Recent political decisions in Europe and the United States have added new uncertainty to contentious immigration policy debates. A historical perspective, however, underscores the lasting value of shrewd, cautious, and consistent political leadership in what is likely to be an ongoing process of policy reformulation over the next several years.
On February 6, sluggish efforts to “overhaul” U.S. immigration policy stalled. An omnibus bipartisan Senate bill passed last year, but House Republicans waited many months to develop an alternative stepwise approach — first tighter controls, then limited and conditional amnesty for illegal immigration — and now expect to pursue it only next year. On February 9, Switzerland voted to completely rethink its decade-old open border policy toward immigration from most of the European Union (EU). Thus, America will now further delay repairing an immigration system its politicians all agree is “broken,” while Switzerland, rather than long-muted supplemental mitigation measures, confronts potentially complete replacement of a system none have deemed “broken.”
Switzerland has roughly the size and population of California’s four southernmost counties. The foreign-born population is somewhat higher. Many work in construction, domestic service, restaurants, gardening and agriculture. About one-tenth are daily border-crossers; the volume into Geneva alone is nearly as high as Tijuana-San Diego.
The razor-thin 50.3 percent “Yes” vote for the Swiss initiative was as much a protest against creeping de facto EU membership as a plea for reduced immigration.
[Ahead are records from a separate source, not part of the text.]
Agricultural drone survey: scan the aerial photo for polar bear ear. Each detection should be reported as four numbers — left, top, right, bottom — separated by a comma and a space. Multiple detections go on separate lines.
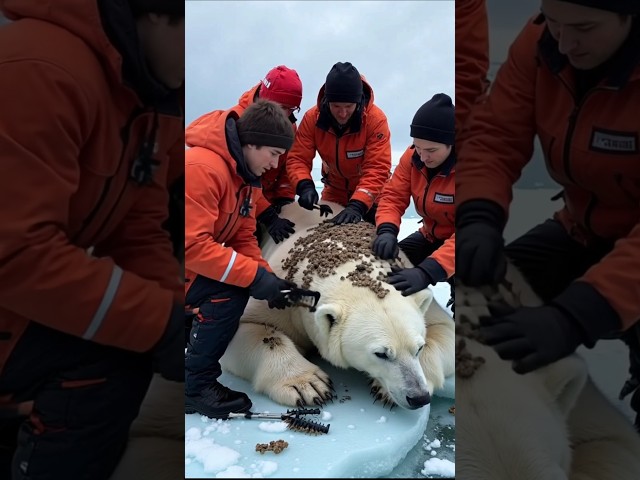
314, 304, 342, 329
412, 288, 434, 315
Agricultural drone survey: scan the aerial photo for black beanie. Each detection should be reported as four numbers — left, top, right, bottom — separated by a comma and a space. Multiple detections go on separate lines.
324, 62, 363, 103
557, 0, 640, 13
129, 0, 184, 16
410, 93, 455, 145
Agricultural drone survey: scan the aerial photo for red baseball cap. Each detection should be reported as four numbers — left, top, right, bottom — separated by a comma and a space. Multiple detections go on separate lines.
259, 65, 302, 108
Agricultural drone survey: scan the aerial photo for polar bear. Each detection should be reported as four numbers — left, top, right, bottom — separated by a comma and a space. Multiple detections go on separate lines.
456, 264, 640, 479
219, 201, 454, 410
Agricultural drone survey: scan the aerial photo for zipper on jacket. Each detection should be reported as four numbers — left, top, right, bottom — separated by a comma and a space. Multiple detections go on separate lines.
218, 184, 251, 243
557, 80, 618, 234
333, 136, 348, 192
72, 108, 142, 243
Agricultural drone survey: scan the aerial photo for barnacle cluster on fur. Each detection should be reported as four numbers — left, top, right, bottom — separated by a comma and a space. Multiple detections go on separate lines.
455, 278, 522, 378
282, 222, 392, 298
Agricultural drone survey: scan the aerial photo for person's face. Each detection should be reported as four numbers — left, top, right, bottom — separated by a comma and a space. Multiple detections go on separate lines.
137, 13, 185, 89
541, 0, 632, 70
413, 139, 451, 169
328, 102, 357, 126
243, 145, 286, 176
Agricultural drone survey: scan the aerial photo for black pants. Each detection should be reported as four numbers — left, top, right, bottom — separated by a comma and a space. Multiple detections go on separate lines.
504, 218, 640, 429
185, 275, 249, 396
0, 323, 153, 480
399, 231, 455, 304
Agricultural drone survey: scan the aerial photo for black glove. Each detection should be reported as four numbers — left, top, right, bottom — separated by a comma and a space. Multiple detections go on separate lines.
478, 282, 621, 374
456, 199, 507, 287
372, 223, 399, 259
387, 255, 447, 296
152, 302, 186, 382
296, 180, 319, 211
257, 206, 296, 243
249, 267, 296, 309
271, 197, 294, 214
330, 200, 367, 225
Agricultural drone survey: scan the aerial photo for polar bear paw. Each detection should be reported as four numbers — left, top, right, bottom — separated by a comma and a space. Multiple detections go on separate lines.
267, 368, 335, 408
368, 378, 397, 409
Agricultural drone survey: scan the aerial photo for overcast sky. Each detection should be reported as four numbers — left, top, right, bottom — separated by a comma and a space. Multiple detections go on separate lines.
186, 0, 454, 155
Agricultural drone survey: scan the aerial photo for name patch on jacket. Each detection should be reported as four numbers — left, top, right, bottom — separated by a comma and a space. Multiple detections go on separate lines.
590, 129, 638, 154
433, 193, 454, 204
346, 149, 364, 159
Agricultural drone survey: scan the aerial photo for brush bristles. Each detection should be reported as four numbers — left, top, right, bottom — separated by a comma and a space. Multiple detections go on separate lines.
284, 416, 330, 434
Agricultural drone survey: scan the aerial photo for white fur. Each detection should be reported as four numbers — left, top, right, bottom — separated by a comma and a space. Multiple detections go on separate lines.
220, 201, 455, 410
457, 263, 640, 479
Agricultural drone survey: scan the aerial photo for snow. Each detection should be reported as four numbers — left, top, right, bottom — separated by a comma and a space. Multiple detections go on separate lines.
421, 458, 455, 477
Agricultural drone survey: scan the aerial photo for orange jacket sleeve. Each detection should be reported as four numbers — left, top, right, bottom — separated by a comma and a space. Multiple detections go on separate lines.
184, 161, 266, 288
92, 170, 183, 301
455, 0, 490, 134
350, 108, 392, 208
581, 223, 640, 329
0, 60, 172, 353
286, 109, 319, 190
376, 149, 413, 229
430, 233, 455, 278
456, 17, 540, 213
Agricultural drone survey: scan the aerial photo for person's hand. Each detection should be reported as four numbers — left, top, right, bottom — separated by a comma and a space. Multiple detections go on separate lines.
152, 302, 186, 382
258, 206, 295, 243
271, 197, 294, 214
387, 265, 432, 296
329, 200, 367, 225
456, 199, 507, 286
478, 282, 621, 374
249, 267, 296, 308
372, 223, 399, 259
296, 180, 319, 211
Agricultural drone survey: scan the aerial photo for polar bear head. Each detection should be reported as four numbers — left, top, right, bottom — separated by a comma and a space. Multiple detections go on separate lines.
309, 273, 433, 410
264, 204, 434, 410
The devil is in yet-to-be determined implementation details, but in principle the vote requires nothing more extreme than some variant of the quota systems widely used in Europe and North America for most of the 20th century.
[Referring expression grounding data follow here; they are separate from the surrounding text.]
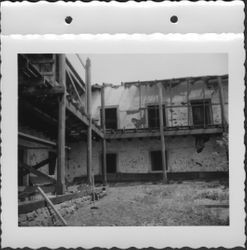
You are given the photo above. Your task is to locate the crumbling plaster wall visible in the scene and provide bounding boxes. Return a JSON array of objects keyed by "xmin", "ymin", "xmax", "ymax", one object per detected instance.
[
  {"xmin": 67, "ymin": 141, "xmax": 102, "ymax": 183},
  {"xmin": 67, "ymin": 134, "xmax": 228, "ymax": 182},
  {"xmin": 91, "ymin": 80, "xmax": 228, "ymax": 129}
]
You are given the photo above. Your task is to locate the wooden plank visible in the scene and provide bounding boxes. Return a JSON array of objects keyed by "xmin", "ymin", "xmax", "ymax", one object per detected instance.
[
  {"xmin": 57, "ymin": 54, "xmax": 66, "ymax": 195},
  {"xmin": 36, "ymin": 186, "xmax": 67, "ymax": 226},
  {"xmin": 20, "ymin": 163, "xmax": 56, "ymax": 184},
  {"xmin": 86, "ymin": 58, "xmax": 92, "ymax": 185},
  {"xmin": 158, "ymin": 82, "xmax": 168, "ymax": 184},
  {"xmin": 101, "ymin": 84, "xmax": 107, "ymax": 185}
]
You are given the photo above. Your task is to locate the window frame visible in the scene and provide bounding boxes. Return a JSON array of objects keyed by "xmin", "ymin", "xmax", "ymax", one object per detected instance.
[
  {"xmin": 100, "ymin": 105, "xmax": 119, "ymax": 130},
  {"xmin": 146, "ymin": 103, "xmax": 167, "ymax": 129},
  {"xmin": 190, "ymin": 99, "xmax": 213, "ymax": 127}
]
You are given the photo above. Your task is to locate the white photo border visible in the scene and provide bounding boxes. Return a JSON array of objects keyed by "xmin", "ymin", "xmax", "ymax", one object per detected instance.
[{"xmin": 1, "ymin": 34, "xmax": 245, "ymax": 248}]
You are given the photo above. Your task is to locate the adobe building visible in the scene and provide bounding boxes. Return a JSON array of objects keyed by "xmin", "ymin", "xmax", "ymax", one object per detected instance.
[{"xmin": 18, "ymin": 54, "xmax": 228, "ymax": 202}]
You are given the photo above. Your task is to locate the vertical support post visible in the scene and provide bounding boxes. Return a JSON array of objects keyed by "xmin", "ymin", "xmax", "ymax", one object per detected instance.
[
  {"xmin": 217, "ymin": 76, "xmax": 227, "ymax": 131},
  {"xmin": 202, "ymin": 78, "xmax": 206, "ymax": 128},
  {"xmin": 139, "ymin": 84, "xmax": 142, "ymax": 128},
  {"xmin": 158, "ymin": 82, "xmax": 168, "ymax": 184},
  {"xmin": 57, "ymin": 54, "xmax": 66, "ymax": 195},
  {"xmin": 187, "ymin": 78, "xmax": 190, "ymax": 127},
  {"xmin": 86, "ymin": 58, "xmax": 92, "ymax": 185},
  {"xmin": 101, "ymin": 84, "xmax": 107, "ymax": 186},
  {"xmin": 169, "ymin": 80, "xmax": 173, "ymax": 128}
]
The EU, however, opposes allowing an affiliated nonmember to cherry-pick terms of integration, despite new clamor in some member countries for such Swiss-style “direct democracy.” The Swiss government is thus now between that EU rock and hard place of a domestic mandate to revise only the immigration element of its bilateral European integration agreements. Switzerland is fond of the initiative instrument, and since 2000 six others have concerned immigration, but none has thrown as much sand into political gears. (California’s system of referendums and initiatives — such as the anti-immigrant Proposition 187 of 1994 — was established in 1911, and consciously adapted from Switzerland.)
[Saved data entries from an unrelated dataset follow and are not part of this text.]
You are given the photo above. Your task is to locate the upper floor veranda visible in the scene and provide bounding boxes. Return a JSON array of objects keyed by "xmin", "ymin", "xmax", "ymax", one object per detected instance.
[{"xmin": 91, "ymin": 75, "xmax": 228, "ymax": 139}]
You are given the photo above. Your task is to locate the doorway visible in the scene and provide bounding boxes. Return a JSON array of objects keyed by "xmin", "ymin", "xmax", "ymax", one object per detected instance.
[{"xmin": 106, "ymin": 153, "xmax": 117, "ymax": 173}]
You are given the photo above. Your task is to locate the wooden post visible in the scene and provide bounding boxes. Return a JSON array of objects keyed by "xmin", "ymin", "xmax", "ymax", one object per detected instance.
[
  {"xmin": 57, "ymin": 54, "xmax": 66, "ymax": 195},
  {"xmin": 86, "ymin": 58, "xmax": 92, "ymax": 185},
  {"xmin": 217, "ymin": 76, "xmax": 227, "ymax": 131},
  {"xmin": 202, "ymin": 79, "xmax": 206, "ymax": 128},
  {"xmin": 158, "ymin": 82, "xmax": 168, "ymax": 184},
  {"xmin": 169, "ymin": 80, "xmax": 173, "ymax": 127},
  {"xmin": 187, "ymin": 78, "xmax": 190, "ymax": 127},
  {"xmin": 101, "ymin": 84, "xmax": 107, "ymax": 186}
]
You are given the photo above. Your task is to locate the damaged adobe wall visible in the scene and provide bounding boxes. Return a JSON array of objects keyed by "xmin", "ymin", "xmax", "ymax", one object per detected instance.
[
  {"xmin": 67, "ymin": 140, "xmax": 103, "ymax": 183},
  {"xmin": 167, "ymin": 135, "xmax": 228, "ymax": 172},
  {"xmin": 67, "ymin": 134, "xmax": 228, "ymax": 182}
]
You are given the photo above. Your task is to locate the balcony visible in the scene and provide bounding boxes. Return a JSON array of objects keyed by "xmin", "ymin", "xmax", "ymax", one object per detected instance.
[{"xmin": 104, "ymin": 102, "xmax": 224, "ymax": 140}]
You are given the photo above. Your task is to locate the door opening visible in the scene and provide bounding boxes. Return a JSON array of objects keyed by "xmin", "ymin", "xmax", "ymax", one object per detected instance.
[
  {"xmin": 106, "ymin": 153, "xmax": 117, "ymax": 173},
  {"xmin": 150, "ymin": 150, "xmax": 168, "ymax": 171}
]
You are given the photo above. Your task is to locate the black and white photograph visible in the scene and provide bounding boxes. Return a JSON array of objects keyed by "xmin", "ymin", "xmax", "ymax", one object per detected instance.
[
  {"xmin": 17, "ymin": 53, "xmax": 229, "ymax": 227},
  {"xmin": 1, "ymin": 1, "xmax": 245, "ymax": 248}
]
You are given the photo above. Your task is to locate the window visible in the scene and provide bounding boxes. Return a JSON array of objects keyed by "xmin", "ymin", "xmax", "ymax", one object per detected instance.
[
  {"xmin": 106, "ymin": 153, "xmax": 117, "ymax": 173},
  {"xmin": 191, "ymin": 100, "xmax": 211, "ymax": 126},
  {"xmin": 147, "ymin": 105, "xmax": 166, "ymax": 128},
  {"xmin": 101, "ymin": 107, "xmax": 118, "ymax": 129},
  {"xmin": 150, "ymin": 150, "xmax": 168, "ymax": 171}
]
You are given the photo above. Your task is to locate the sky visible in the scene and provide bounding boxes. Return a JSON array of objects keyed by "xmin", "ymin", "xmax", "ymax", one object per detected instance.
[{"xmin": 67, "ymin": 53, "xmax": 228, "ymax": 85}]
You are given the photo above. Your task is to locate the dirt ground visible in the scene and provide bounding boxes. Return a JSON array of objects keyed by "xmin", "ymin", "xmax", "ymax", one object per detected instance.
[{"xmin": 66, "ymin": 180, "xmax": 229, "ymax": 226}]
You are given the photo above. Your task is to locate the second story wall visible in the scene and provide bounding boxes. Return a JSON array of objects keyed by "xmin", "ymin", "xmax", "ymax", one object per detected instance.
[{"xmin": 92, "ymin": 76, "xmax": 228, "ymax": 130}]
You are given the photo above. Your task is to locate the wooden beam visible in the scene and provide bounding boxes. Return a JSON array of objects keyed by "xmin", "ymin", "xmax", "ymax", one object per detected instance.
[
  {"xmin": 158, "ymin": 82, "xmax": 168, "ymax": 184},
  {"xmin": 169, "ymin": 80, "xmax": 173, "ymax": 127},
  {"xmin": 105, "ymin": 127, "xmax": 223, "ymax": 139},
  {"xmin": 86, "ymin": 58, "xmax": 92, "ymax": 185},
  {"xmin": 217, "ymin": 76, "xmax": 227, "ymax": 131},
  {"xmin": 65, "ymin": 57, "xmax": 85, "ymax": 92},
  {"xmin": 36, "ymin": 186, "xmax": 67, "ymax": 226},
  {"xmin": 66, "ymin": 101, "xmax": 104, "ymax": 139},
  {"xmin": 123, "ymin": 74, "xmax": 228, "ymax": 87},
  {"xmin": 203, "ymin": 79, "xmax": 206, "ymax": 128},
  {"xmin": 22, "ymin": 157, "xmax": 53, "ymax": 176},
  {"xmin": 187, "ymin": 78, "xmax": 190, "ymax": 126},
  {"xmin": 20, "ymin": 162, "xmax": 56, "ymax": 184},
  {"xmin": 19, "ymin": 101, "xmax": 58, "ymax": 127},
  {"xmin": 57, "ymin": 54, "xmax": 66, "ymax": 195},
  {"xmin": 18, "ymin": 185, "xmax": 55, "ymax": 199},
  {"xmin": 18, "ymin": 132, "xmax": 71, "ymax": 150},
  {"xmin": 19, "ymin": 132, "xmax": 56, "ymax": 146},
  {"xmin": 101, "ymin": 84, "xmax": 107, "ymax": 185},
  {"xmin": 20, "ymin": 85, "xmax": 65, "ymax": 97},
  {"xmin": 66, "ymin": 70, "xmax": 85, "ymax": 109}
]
Immigration is a key component of human history and today’s global economy, but immigration policymaking can be a political minefield where a single false step can spell disaster. Typical ideological categories fit poorly. Conservatives welcome imports of labor but not potentially associated cultural and social change. Liberals praise ethnic diversity and freedom of movement while fearing environmental and wage pressures. International migration usually yields overall net economic gains, but locally there are both losers and winners. Migration is risk-laden and can raise many anxieties, real and imagined. Finally, those most impacted tend to view migration in personal terms. Astute politicians carefully monitor resulting, sometimes heated, emotions.
The historical effectiveness of migration controls is often overrated, and jobs and family networks underrated. During the early 1900s, when a transatlantic steerage ticket cost about three weeks U.S. wages, and 1 percent of U.S. arrivals were rejected, immigration relative to population was not much higher than today. During the 1908 recession there was a net outflow to Europe (and century later, following the 2008 financial crash, to Mexico).